The participants’ clinical data was obtained from the “RelevarEM” registry, an observational database that captures information on MS and neuromyelitis optica spectrum disorder in Argentina.

The men were older at disease onset than women (mean, 45.1 vs. 42.6) and had a longer disease duration (mean, 12.8 vs. 10 years). Significantly more women were treated with Ocrevus (ocrelizumab) than men (38% vs. 23%), but no differences were observed on the time to treatment since disease onset or treatment duration.

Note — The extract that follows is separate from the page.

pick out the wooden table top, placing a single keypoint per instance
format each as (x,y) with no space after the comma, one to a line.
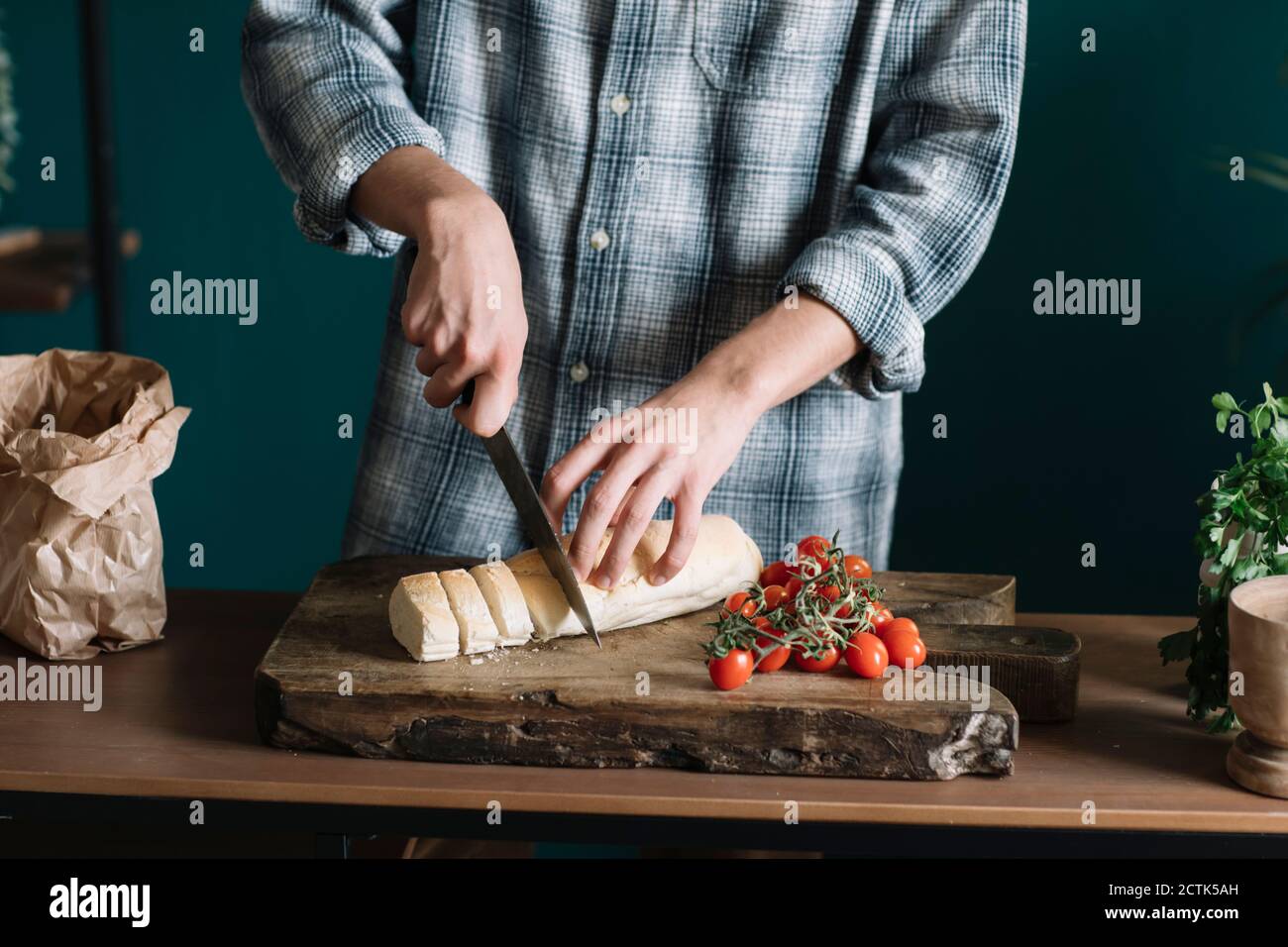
(178,720)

At the first, or baseline, evaluation, men and women had similar mean EDSS scores, but men had a higher score at the last evaluation (6.4 vs. 6). There were no significant differences between genders in the annual increase of disability, between one and 10 years after PPMS onset, however.

“These findings suggest that gender does not have a modifying effect on the disease trajectory in patients once the progressive phase starts,” the researchers wrote.

Regarding the age at disease onset, there were no differences in the rate of disease progression between patients with a 10- or 20-year difference in age at onset, up to 10 years of disease duration.

There was a trend for a faster decline in disability rate in older patients at progressive onset compared to younger ones, a phenomenon the researchers attributed to the progressive decline in immune function as people age, called immunosenescence.

Finally, for a difference in 20 years in age at onset, there were no clinically relevant differences in disease disability between men and women.

“In conclusion, we didn’t find clinically relevant differences in PPMS patients’ disability trajectories related to gender nor age at onset, after 10 years of disease and within this age span,” wrote the researchers, who said further research should consider clinically relevant measures that are not captured by the EDSS score, or over longer disease progression periods, although in older patients there might be cofounding factors related with natural aging.